I’m going to attempt to explain this as simply as possible. Those of you who know me probably have noticed that I like things simple. I actually like ISA because it is simple. It has rules and it follows them. There they are right in front of me. It’s pretty intuitive and obvious. I like that.
In the last year or so I suddenly started hearing about SBS servers running ISA that stopped serving DHCP addresses. I couldn’t reproduce it. I run about 50 ISA servers and none of them have ever stopped serving DHCP addresses. I’ve helped a whole bunch of other consultants all over the Country and some in other parts of the World configure their servers and none of them stopped serving DHCP either. Until this week. I finally got lazy while troubleshooting an application issue and reproduced the problem. Then, another consultant posted the handy screenshots below to help illustrate the problem.
As usual laziness and attention to detail is the root of the problem. Add to that the magic of SBS integration and we have the recipe for denied DHCP requests.
This does not work:
Using the Sesame Street method of IT Troubleshooting (you know, “one of these things is not like the other, one of these things isn’t the same…”) I see that the only difference between those 2 screenshots is that in the first one the Liberty Program rule is above the SBS Protected Networks Access Rule and in the second one it’s below it. If you’ve heard me speak on ISA, one of the things I always mention is that your custom rules should be positioned BELOW the default rules and sitting right on top of the SBS Internet Access Rule. This is why.
The key is the SBS Protected Networks Access Rule. This is the rule that is unique to the SBS ISA configuration. The Connect To The Internet Wizard creates this rule for us. This rule says Allow, All Outbound Protocols, from All Protected Networks (that’s usually just LocalHost and Internal) to All Protected Networks. That means traffic can flow freely from any network behind your SBS server and the server itself, to any network behind the SBS server and the server itself. This is THE rule that gives ISA purists fits. Why? Because one of the fundamental tenants of ISA is that you don’t trust anyone or anything; even if it’s behind your ISA server and this rule breaks that down. It’s one of the compromises we make for allowing the integration of all the applications we have on SBS.

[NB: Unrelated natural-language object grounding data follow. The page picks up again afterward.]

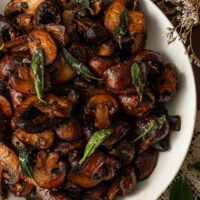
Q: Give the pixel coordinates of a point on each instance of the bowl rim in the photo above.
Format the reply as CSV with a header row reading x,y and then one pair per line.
x,y
194,87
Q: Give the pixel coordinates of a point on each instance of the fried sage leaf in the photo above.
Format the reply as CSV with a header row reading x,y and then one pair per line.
x,y
151,126
80,68
181,190
94,142
24,162
38,70
121,30
136,75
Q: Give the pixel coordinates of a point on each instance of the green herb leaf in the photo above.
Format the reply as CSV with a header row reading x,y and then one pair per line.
x,y
84,3
121,30
38,70
196,166
181,190
80,68
151,126
94,142
24,162
136,75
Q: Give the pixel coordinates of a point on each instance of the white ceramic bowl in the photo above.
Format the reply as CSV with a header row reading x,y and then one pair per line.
x,y
184,104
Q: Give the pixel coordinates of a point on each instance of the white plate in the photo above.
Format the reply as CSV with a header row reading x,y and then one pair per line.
x,y
184,104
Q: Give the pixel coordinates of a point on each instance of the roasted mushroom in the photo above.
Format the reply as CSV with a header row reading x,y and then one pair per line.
x,y
101,106
132,105
49,172
42,140
91,32
43,40
118,78
70,130
10,61
99,65
10,164
145,163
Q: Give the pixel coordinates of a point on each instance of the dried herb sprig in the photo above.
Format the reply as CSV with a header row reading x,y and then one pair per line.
x,y
187,17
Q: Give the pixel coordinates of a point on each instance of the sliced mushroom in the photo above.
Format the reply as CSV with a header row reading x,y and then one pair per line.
x,y
47,13
132,105
11,60
118,133
22,80
58,33
153,136
167,84
10,163
96,169
28,118
107,49
91,32
5,132
61,72
20,6
5,107
99,65
25,22
21,189
8,30
49,172
64,148
124,152
101,106
46,194
70,130
43,40
42,140
145,163
118,78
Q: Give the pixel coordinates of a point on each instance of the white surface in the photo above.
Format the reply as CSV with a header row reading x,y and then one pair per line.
x,y
184,104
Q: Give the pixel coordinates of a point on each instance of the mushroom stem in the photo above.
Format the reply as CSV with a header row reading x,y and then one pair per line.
x,y
102,116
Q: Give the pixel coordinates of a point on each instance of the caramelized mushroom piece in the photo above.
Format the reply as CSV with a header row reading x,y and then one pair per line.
x,y
101,106
107,49
11,60
124,152
47,13
118,133
21,189
96,7
61,71
25,22
58,33
43,40
64,148
145,163
70,130
167,84
132,105
28,118
49,172
8,30
5,107
96,169
15,7
42,140
99,65
22,80
118,78
152,137
10,164
92,32
46,194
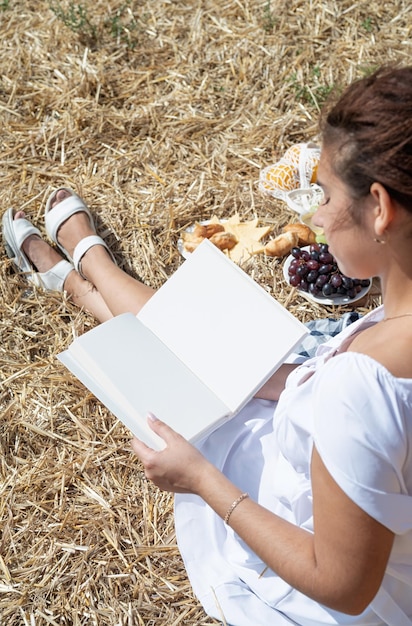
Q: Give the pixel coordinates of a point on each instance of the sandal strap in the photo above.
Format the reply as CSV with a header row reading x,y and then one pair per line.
x,y
54,279
23,228
55,217
83,246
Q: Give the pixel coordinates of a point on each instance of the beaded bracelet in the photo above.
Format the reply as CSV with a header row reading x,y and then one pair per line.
x,y
234,504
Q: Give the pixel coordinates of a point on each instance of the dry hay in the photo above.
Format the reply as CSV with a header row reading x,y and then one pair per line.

Ordinarily the System Policy in ISA handles how ISA can be accessed and the Firewall Policy handles what clients on the network can do and publishes websites. In SBS some of the System Policy rules don’t work because of what’s been done to make all of our server applications happily co-exist on the same box. The DHCP System Policy rule is one of those.
Now we need to understand how we break the SBS Protected Networks Access Rule when we create a rule like this:
Allow, All Outbound Protocols, from Internal, to a URL Set
and we put it above
Allow, All Outbound Protocols, from All Protected Networks, to All Protected Networks
So a DHCP request comes in. It’s a broadcast 255.255.255.255. As ISA moves through the rules it gets down to All, All Outbound Protocols, from Internal, to a URL Set. Opps! Broken rule. URL Sets are only for HTTP, HTTPS (and tunneled FTP). Bounce to the bottom rule Last Default Rule – Deny.
By putting All Outbound Protocols instead of just HTTP, HTTPS in the custom rule. We’ve broken DHCP.
The solution is don’t be lazy with your protocol choices and/or always put your custom access rules just above the SBS Internet Access rule.